Depends how it goes down, if a company goes into insolvency all security policies are off the table and random hardware can get shifted into lot bidding.
HDD can be written multiple times with random data if data centers really have to protect what their former customers wrote on them. I never looked at those details in standard contracts.
All you really need to do is write one pass of zeros on them. That will prevent anyone but a very dedicated adversary with expensive equipment from recovering any data, especially on TB scale drives.
Can still take hours per drive though, which is why a lot of people skip it.
I make a random 1MB chunk, then write that all over the drive, at overlapping offsets. I've been told that really clears it. On IDE-spinning-rust disks I trusted it, not sure if I should trust these modern SSD
A drive that supports Secure Instant Erase should be encrypting all data. When the SEI function is invoked (“nvme format -s 2”, “hdparm —-security-erase”) they key is thrown away and replaced with a new one. Similar implementations exist for NVMe, SATA, and SAS drives — regardless of whether they are HDD or SSD.
This puts a fair amount of trust and in the drive’s ability to really delete the old key.
My understanding is that refurbished GPUs from e.g. crypto mining are something people are warned away from, because they've often been run into the ground. Are AI usage practices different?
> My understanding is that refurbished GPUs from e.g. crypto mining are something people are warned away from, because they've often been run into the ground.
No, this wasn't the case. While there were never comprehensive studies various tech media purchased these cards to run testing and found that, other than scammers, they all performed to expectation.
Car tire is a moving part that wears in use. Only moving parts a GPU has are its fans, which can be replaced. The rest may last really long, or fail brand new.

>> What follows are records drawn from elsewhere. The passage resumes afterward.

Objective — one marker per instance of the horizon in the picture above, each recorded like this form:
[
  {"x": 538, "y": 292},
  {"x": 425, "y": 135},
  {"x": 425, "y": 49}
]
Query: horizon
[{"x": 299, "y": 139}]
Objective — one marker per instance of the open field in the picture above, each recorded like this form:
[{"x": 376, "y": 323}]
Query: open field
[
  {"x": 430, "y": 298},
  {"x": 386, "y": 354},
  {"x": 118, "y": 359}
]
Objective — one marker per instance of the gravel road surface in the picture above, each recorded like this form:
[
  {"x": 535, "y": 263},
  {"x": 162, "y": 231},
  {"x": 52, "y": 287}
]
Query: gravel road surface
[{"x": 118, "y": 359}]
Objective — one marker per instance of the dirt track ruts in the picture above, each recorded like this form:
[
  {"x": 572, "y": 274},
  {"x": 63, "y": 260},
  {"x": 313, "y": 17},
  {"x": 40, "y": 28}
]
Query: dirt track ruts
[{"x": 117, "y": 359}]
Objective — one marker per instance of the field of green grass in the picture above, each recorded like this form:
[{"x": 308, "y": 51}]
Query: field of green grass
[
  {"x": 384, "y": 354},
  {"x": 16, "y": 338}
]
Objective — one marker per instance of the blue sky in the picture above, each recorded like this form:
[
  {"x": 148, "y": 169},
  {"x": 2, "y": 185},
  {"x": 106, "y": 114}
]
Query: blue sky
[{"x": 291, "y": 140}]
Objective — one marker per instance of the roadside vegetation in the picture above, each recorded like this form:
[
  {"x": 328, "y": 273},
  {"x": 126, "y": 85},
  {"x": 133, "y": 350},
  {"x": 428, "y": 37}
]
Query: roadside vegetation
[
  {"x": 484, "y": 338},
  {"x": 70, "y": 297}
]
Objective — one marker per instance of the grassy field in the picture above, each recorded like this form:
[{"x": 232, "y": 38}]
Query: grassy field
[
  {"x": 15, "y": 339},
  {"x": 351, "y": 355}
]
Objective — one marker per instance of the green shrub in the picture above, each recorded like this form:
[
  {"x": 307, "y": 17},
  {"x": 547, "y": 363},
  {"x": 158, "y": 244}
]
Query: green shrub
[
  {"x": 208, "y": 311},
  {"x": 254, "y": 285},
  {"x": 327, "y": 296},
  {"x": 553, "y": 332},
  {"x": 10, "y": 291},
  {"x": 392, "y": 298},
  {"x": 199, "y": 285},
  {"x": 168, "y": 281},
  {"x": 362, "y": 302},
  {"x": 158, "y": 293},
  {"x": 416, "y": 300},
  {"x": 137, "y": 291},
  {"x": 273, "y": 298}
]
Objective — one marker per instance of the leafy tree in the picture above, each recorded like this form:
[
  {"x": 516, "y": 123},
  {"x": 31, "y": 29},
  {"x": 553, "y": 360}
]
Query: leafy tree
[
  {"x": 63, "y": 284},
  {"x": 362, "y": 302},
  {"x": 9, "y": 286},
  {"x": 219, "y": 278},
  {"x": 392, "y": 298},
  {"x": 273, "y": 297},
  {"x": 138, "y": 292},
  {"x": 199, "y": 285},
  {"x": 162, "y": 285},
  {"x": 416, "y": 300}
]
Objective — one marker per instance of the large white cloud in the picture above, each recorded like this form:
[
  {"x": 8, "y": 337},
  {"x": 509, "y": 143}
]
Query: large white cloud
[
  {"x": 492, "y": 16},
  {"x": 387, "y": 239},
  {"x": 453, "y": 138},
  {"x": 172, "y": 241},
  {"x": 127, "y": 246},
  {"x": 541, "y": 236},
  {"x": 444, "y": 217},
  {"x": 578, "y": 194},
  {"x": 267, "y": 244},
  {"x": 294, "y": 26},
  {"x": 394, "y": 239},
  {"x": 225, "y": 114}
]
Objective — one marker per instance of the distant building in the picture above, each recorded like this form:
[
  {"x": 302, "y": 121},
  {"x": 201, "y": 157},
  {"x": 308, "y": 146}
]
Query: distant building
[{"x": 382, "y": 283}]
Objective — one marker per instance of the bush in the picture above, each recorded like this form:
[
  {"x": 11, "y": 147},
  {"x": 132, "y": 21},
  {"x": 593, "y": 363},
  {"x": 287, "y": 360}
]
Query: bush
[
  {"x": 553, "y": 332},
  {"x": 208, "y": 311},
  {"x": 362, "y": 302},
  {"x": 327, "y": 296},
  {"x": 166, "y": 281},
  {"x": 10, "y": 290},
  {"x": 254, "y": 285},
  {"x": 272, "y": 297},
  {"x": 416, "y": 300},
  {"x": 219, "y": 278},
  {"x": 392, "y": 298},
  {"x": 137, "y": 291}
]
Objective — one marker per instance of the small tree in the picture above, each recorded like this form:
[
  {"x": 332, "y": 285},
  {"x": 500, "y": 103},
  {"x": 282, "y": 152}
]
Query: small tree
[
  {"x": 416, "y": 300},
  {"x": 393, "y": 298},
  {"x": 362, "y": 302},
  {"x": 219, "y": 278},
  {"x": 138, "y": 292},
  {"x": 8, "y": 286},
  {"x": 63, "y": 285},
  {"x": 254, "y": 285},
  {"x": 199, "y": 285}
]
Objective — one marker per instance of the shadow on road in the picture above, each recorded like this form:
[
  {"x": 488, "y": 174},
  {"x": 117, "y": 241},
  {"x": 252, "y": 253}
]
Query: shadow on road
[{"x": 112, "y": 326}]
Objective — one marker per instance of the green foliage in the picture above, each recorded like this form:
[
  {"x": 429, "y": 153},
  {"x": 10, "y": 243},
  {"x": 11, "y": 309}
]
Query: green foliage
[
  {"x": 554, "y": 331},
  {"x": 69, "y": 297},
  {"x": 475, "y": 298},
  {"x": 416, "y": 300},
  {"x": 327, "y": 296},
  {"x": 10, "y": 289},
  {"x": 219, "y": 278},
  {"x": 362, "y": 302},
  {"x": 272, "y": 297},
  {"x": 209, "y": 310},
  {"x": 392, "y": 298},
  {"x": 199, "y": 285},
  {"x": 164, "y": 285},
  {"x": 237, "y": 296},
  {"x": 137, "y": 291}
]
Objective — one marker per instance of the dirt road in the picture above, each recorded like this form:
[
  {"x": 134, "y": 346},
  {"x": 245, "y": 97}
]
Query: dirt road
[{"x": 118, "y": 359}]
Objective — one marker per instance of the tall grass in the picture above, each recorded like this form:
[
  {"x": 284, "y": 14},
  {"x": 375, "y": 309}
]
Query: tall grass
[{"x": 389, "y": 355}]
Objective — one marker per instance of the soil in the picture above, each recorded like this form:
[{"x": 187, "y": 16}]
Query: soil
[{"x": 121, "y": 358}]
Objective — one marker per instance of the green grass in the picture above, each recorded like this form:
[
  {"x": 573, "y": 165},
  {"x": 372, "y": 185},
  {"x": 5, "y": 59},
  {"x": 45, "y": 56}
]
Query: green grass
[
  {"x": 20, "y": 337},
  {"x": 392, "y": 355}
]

Thermal cycling will eventually cause problems with continuity but I'm not sure that's really predictable. We have some really old GPUs that eventually had problems under load, we attributed it to thermal degradation as we had ruled out pretty much everything else.
> And when the AI bubble bursts, "refurbished" HDDs and GPUs will flood the market.
GPUs? No way. The datacenter cards don't even have video output ports, and I think the chips destined for AI / ML training also have everything video/render related removed from the silicon, makes for more yield.
And the other way around, using (cheap) consumer GPUs in servers, I think at least NVDA tries to prevent that with driver-based DRM, so there won't be any flooding coming from there either.